Teaching Our Children to Honor Women and Defy Stereotypes
We are steadily entering all the places where decisions are being made, but there is so much work still to do. In 2021 such appointments and positions should have been commonplace, expected, rather than the singular feats only to be attained through herculean efforts. How do we raise our sons to advocate for women’s rights, to do the work towards eliminating the gender pay gap, to amplify the voices of women and resist the patriarchy? How do we instill confidence in our daughters, to not only recognize their worth but to charge for it, to defy archaic gender stereotypes, and to live a life out loud with dreams that see no limits?
Standing Strong for Women
Here are seven tips to prepare our children to fight the misogyny and sexism that continue to plague our nation and our world:
- Expose – Expose children to powerful female role models. Read books about girls and women who are changing the world for the better. Books like the Little Leaders Series by Vashti Harrison are a beautifully illustrated resource. Watch movies and documentaries about women in education, sports, law, medicine, and STEM like Hidden Figures and Girl Rising.
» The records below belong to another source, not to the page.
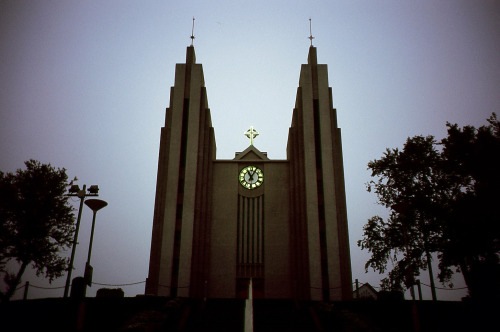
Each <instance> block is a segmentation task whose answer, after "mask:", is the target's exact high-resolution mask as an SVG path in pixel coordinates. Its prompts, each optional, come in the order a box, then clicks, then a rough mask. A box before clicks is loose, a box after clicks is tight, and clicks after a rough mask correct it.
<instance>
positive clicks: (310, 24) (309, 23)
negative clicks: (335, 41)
mask: <svg viewBox="0 0 500 332" xmlns="http://www.w3.org/2000/svg"><path fill="white" fill-rule="evenodd" d="M308 38H309V40H310V41H311V46H312V40H313V39H314V37H313V36H312V27H311V18H310V17H309V37H308Z"/></svg>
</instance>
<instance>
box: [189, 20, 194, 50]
mask: <svg viewBox="0 0 500 332" xmlns="http://www.w3.org/2000/svg"><path fill="white" fill-rule="evenodd" d="M189 38H191V46H193V42H194V16H193V27H192V28H191V37H189Z"/></svg>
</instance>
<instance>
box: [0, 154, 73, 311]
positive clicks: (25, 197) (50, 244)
mask: <svg viewBox="0 0 500 332" xmlns="http://www.w3.org/2000/svg"><path fill="white" fill-rule="evenodd" d="M25 165H26V169H25V170H21V169H18V170H17V171H16V173H3V172H1V171H0V272H1V273H3V274H4V282H5V284H6V286H7V289H6V291H5V292H4V293H2V294H1V295H0V296H1V300H2V301H6V300H9V299H10V298H11V297H12V295H13V294H14V291H15V289H16V287H17V286H18V285H19V283H20V282H21V278H22V275H23V273H24V272H25V270H26V268H27V267H28V266H29V265H30V264H31V265H32V267H33V269H34V270H35V271H36V273H37V275H44V276H45V277H46V278H48V279H49V281H50V282H52V281H53V280H54V279H55V278H58V277H60V276H61V275H62V274H63V273H64V272H65V270H66V269H67V264H68V260H67V259H66V258H62V257H60V256H59V255H58V253H59V251H60V250H61V249H65V248H68V247H69V246H70V244H71V239H72V235H73V232H74V215H73V213H72V210H73V208H72V207H71V206H70V205H69V203H68V201H67V200H68V197H67V196H65V195H64V193H65V192H66V187H67V185H68V183H67V179H68V177H67V175H66V170H65V169H57V170H56V169H55V168H53V167H52V166H51V165H50V164H41V163H40V162H39V161H36V160H29V161H26V162H25ZM11 261H15V262H16V263H17V264H12V263H11V264H8V265H9V267H10V268H11V269H12V268H16V269H17V271H15V272H10V271H8V269H7V263H9V262H11Z"/></svg>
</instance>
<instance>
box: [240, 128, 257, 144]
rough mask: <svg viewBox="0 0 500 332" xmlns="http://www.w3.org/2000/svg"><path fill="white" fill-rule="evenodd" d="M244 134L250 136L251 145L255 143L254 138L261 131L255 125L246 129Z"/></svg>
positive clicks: (256, 135) (250, 143)
mask: <svg viewBox="0 0 500 332" xmlns="http://www.w3.org/2000/svg"><path fill="white" fill-rule="evenodd" d="M243 134H245V136H246V137H248V138H250V145H253V139H254V138H255V137H257V136H259V132H258V131H257V130H255V129H254V128H253V126H250V129H248V130H247V131H245V132H244V133H243Z"/></svg>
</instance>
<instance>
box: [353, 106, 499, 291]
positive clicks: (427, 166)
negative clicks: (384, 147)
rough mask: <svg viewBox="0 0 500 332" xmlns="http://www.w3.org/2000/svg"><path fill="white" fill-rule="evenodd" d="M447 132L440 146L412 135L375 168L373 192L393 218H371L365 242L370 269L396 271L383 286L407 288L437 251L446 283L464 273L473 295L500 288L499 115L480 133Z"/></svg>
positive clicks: (368, 227) (363, 243)
mask: <svg viewBox="0 0 500 332" xmlns="http://www.w3.org/2000/svg"><path fill="white" fill-rule="evenodd" d="M447 127H448V135H447V137H446V138H444V139H443V140H441V141H440V142H437V141H436V140H435V138H434V137H433V136H427V137H423V136H415V137H412V138H408V139H407V141H406V143H405V144H404V147H403V150H401V151H400V150H399V149H397V148H396V149H387V150H386V152H385V153H384V155H383V157H382V158H381V159H379V160H373V161H371V162H369V163H368V169H370V170H371V171H372V177H375V178H376V179H375V180H372V181H370V182H369V183H368V188H367V189H368V191H373V192H375V194H376V195H377V198H378V201H379V203H380V204H381V205H383V206H385V207H387V208H390V209H391V213H390V216H389V218H388V219H387V220H384V219H383V218H381V217H379V216H374V217H372V218H370V219H369V220H368V223H367V224H366V225H365V227H364V234H363V238H362V239H361V240H359V241H358V245H359V246H360V247H361V249H366V250H368V251H369V252H371V254H372V256H371V258H370V259H369V260H368V262H367V263H366V265H365V268H366V269H368V268H370V267H371V268H373V269H374V270H376V271H378V272H379V273H384V272H385V271H386V270H388V267H389V263H392V265H393V266H394V268H393V269H392V270H391V271H390V272H389V273H388V277H387V278H385V279H384V280H383V282H382V286H383V287H384V288H392V289H400V288H401V284H402V283H405V284H406V286H407V287H408V286H409V285H410V284H411V281H412V280H413V278H412V277H413V276H416V275H418V274H419V273H420V272H419V271H420V270H421V269H424V270H425V269H427V268H428V269H431V268H432V266H431V264H430V260H431V254H432V253H437V255H438V259H439V269H440V271H439V275H438V276H439V279H440V281H441V282H443V283H446V282H449V281H450V279H451V276H452V274H453V271H460V272H462V273H463V275H464V279H465V281H466V283H467V286H468V287H469V292H470V294H471V295H476V296H478V295H480V294H485V293H486V292H487V291H486V290H485V289H481V287H483V288H484V287H488V288H489V290H488V292H489V293H490V294H491V292H492V290H496V292H498V290H499V289H500V287H499V281H498V280H500V273H499V259H498V258H499V253H500V205H499V204H498V203H499V202H500V195H499V191H498V188H499V187H500V171H499V170H500V123H499V122H498V120H497V118H496V115H495V114H493V115H492V116H491V117H490V118H489V119H488V125H485V126H481V127H479V128H477V129H476V128H474V127H472V126H465V127H463V128H459V127H458V125H456V124H450V123H447ZM430 272H431V271H430ZM431 274H432V273H431ZM494 278H496V280H494ZM431 280H432V279H431ZM450 286H452V285H451V284H450ZM497 296H498V293H497Z"/></svg>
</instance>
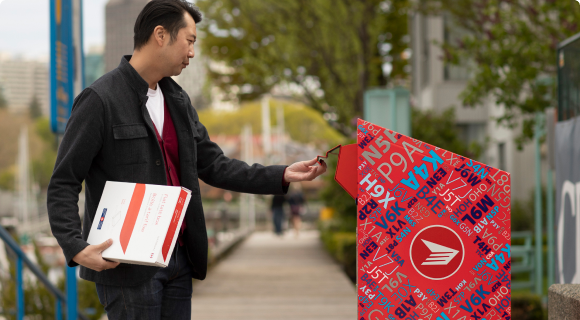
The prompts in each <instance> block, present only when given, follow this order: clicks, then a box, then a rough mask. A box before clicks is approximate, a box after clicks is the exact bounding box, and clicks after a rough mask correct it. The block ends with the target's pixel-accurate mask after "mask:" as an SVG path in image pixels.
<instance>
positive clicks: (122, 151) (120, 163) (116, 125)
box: [113, 123, 151, 165]
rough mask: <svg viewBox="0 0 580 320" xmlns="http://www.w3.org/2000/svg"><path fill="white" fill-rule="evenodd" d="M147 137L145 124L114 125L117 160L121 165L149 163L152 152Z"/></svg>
mask: <svg viewBox="0 0 580 320" xmlns="http://www.w3.org/2000/svg"><path fill="white" fill-rule="evenodd" d="M147 137H148V133H147V129H146V128H145V125H144V124H139V123H137V124H121V125H114V126H113V138H114V140H115V155H114V158H115V162H116V163H117V164H119V165H129V164H138V163H147V162H148V161H147V160H148V157H149V156H150V152H151V150H150V148H149V143H148V142H149V141H148V139H147Z"/></svg>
- Teach – Teach children kindness and compassion. Challenge them to speak up for those who can’t or won’t speak up for themselves whether at school, with friends, or anywhere.
- Watch – Watch your language. Eliminate phrases like “boys will be boys” or “you throw like a girl” or “stop crying like a girl” from your vocabulary and theirs too.
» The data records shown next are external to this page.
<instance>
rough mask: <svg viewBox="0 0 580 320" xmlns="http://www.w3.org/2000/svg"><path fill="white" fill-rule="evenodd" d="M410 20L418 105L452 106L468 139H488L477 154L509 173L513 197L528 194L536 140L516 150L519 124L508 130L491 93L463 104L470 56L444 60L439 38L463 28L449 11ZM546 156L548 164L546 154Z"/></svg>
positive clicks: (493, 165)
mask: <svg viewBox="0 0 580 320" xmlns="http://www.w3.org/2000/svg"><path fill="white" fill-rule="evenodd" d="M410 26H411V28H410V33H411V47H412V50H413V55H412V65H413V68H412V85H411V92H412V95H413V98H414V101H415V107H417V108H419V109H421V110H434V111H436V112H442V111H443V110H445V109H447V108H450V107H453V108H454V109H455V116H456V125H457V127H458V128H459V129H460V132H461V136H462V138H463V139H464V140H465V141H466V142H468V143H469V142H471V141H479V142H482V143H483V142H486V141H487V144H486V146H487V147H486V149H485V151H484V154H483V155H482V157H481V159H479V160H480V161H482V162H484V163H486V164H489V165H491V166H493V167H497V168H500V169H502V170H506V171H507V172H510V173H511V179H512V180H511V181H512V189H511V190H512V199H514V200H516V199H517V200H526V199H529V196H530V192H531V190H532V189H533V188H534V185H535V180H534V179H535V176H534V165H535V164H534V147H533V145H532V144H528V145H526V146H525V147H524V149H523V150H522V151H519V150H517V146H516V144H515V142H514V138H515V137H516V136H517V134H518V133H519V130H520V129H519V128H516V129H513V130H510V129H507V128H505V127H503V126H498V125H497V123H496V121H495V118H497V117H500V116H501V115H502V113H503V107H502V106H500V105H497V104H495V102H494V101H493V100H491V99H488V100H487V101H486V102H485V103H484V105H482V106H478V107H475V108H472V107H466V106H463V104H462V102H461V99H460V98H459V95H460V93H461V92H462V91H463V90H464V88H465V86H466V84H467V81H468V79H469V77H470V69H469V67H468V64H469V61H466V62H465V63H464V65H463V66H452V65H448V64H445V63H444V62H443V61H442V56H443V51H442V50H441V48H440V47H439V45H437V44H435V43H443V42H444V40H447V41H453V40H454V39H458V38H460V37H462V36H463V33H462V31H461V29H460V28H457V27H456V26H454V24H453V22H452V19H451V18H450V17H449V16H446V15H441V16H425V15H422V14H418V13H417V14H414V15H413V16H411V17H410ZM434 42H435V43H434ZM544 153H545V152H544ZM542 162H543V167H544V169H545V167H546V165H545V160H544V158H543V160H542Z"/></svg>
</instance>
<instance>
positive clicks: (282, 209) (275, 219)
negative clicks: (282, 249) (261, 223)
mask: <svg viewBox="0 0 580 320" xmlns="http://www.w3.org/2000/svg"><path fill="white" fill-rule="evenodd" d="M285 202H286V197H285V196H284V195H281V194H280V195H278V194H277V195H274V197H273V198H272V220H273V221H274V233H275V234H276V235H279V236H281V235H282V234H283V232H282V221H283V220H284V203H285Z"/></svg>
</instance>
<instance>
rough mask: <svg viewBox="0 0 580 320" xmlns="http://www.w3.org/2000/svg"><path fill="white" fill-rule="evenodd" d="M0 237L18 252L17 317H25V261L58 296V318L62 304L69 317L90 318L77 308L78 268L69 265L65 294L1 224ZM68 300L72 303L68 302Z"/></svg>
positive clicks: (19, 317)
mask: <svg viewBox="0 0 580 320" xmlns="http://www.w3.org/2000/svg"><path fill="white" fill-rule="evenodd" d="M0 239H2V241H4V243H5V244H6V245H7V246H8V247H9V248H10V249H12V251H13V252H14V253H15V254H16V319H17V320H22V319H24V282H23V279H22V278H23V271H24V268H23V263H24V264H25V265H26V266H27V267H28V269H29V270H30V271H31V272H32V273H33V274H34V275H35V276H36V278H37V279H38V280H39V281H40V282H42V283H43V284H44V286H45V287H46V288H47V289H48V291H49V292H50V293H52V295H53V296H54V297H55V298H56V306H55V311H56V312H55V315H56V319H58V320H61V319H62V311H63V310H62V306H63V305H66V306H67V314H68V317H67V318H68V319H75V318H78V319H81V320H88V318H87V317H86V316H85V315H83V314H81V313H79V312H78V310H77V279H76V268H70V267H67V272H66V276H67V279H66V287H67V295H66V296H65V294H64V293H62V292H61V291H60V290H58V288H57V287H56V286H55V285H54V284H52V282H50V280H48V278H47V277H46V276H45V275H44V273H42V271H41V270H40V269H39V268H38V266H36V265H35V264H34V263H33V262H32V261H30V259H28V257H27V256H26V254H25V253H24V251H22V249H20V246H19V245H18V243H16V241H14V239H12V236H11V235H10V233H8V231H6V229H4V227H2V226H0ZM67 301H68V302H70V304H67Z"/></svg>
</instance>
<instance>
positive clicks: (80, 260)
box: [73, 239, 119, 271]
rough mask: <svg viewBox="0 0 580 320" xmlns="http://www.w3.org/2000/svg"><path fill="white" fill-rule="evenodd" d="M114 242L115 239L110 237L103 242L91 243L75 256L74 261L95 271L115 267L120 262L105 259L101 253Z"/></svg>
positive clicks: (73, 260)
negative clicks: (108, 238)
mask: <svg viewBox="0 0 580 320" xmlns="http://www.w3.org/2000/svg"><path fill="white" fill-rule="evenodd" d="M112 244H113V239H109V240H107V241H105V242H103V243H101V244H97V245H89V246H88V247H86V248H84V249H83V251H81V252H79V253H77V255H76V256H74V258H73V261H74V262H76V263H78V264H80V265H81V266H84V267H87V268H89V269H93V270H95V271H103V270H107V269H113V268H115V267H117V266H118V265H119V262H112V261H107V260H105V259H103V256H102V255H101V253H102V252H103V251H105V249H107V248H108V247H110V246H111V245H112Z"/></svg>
- Nurture – Nurture the mental health of our kids. Our feelings and emotions are powerful, not to be shamed nor to be ignored but experienced and validated. We should allow our children to feel and navigate their feelings in healthy ways. Emotions are not inherently good or bad; but we have to help them learn how to use them to inform actions and choices but not to be the primary driver of our decisions.
- Share – Share in responsibilities to nullify narrow gender roles. Boys and girls help cook and clean, take out the trash, garden, and change tires.
- Create – Create opportunities for ongoing conversation around human rights, gender equality, social injustice, and diversity. Failure to talk about “controversial topics” could unintentionally signal that these beliefs are unimportant or problematic. Silence looks a lot like complicity.
- Listen – Listen to their words, spoken and unspoken. Listen to their hearts for they are growing, learning, developing — trying to figure out who they are and what they believe, sifting through the barrage of information from peers, social media, books and blogs, teachers, and parents. They need us present and engaged.
Keep your shoes on, though. There’s still so much glass on the floor.